情報収集の結果、クロルヘキシジン(2%クロルヘキシジングルコン酸塩+イソプロピルアルコール)群と、ポビドンヨード(8.3%ポビドンヨード+イソプロピルアルコール)群を比較した論文を見出し、表に基づいて説明した。

 

 

304

 

薬剤師の説明として、適切なのはどれか。2選べ。

 

1.主要評価項目は、手術部位感染の発症率と平均入院期間であった。

2.クロルヘキシジン群では、ポビドンヨード群と比べて、手術部位感染のリスクが45%減少することが示されている。

3.クロルヘキシジン群では、ポビドンヨード群と比べて、深部の手術部位感染のリスクは統計学的に有意に小さい。

4.クロルヘキシジン群、ポビドンヨード群ともに、入院期間の中央値は4日間であった。

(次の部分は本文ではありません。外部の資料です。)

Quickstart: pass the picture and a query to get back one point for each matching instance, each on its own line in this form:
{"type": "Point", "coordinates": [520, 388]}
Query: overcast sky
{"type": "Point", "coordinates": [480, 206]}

5.再入院までの期間は、クロルヘキシジン群、ポビドンヨード群においてそれぞれ19日間、25日間であった。

 

 

正解 (2)(4)

 

選択肢 1 ですが

「主要評価項目」とは

Primary outcome」のことです。

ここには「Surgical-site infection」とあります。

これは手術部位感染 のことです。

 

平均入院期間は

主要評価項目ではありません。

よって、選択肢 1 は誤りです。

 

 

選択肢 2 は、正しい記述です。

Relative Risk つまり相対リスクが

0.55 と読み取れます。

これは、リスクが 0.45 つまり 45%

減少しているということです。

 

 

選択肢 3 ですが

深部の感染は

Deep incisional」の行に注目します。

 

すると、95CI95%信頼区間)が

0.43(0.17-1.11)とあります。

1をまたいでいるので、有意差はなしです。

よって、選択肢 3 は誤りです。

 

 

選択肢 4 は、正しい記述です。

「入院期間の中央値」とは

Median length of hospital stay」です。

 

 

選択肢 5 ですが

「再入院」は

Hospital readmission」です。

この項目は no.(%)とあります。

 

つまり、クロルヘキシジン群であれば

N=573 に対して 19 人が再入院し

その割合は 3.3 % ということです。

19日間ではありません。

よって、選択肢 5 は誤りです。

 

 

以上より、正解は 2,4 です。

 

 

 

305

 

この研究に関する記述のうち、正しいのはどれか。2選べ。

 

1.この研究は介入研究である。

2Primary outcomeとは真のアウトカムのことである。

3Randomized trialでは交絡因子の制御が困難である。

4ITT解析により、当初の患者背景因子の同等性が保持されていると考えられる。

5.生存時間分析を行っている。

 

 

正解 (1)(4)

 

選択肢 1 は、正しい記述です。

介入研究とは

疾病と因果関係があると考えられる要因に

積極的に介入する研究です。

 

 

選択肢 2 ですが

Primary Outcome とは

主要評価項目のことです。

これは、臨床試験における

目的とする評価項目です。

 

一方、真のアウトカムとは

患者の死亡数の減少といった

患者にとって直接的に重要な結果

のことです。

 

よって、選択肢 2 は誤りです。

 

 

選択肢 3 ですが

交絡因子が不明な場合の有効な手法が

ランダム化試験です。

ランダム化により

臨床試験における違い以外が

均等であると期待できます。

よって、選択肢 3 は誤りです。

 

 

選択肢 4 は、正しい記述です。

ITT解析とは、臨床試験中に副反応等で

当初の割当を変更することがあるのですが

その影響を考慮し、より実用的価値を

評価する手法です。

 

 

選択肢 5 ですが

生存時間の分析は行われていません。

よって、選択肢 5 は誤りです。

 

 

以上より、正解は 1,4 です。